Xerox PARC engineers -- the wizards who gave us the laser printer, networking, and the modern personal computer -- have done it again.

They're working on "electric paper," a fabric-like material that can display digital text. The "paper" is flexible. It uses far less power than a laptop display. It can achieve resolutions as good as a laser printer. Perhaps most important, it can eventually be made for US$1 a page -- a minuscule fraction of what it costs to make an LCD display.

Xerox (XRX) is tight-lipped about possible products. But use your imagination: wallpaper that changes patterns at a decorator's whim; billboards that change ads for weekday and weekend commuters; radio-controlled grocery store shelf tags for diaper happy hours; or "electric newsprint" that wirelessly downloads the hourly editions of The New York Times and The Wall Street Journal.

Xerox PARC -- short for Palo Alto Research Center -- calls the technology "Gyricon." A Gyricon display consists of millions of microscopic, charged balls painted half-black, half-white. The balls float in tiny liquid-filled cavities and rotate in response to an electrical field. Just like ink dots on laser-printed paper, swaths of these balls can form patterns, characters, and pictures. But unlike ink, the balls can be rearranged again and again.

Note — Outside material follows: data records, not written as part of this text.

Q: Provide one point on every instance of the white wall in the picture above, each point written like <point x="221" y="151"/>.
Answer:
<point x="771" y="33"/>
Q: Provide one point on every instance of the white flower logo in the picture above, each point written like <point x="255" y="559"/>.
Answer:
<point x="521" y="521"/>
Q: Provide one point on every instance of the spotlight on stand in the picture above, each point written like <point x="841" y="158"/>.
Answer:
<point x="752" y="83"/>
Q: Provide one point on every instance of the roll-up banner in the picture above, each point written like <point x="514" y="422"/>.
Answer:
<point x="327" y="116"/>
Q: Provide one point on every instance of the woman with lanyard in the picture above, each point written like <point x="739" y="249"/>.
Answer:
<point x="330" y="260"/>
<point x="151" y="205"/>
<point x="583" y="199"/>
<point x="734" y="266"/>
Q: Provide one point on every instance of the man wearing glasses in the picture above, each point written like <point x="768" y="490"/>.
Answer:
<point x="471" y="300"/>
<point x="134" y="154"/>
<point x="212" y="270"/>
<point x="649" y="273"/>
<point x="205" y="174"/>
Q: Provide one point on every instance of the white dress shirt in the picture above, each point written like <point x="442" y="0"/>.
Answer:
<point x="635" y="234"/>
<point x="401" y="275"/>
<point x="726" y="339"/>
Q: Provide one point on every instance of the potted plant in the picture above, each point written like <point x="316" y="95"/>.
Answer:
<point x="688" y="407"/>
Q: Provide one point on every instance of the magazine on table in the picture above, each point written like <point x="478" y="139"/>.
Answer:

But first, Xerox has to get the technology out of the lab. For Xerox, this could be a challenge.

Many times in its 28-year history, Xerox PARC has created absurdly wonderful technologies, only to watch companies like Apple Computer, 3Com, and Adobe Systems walk away with them to make sellable products. Once again, the research lab has an amazing invention on hand, and once again, commercial upstarts are threatening to beat it to market.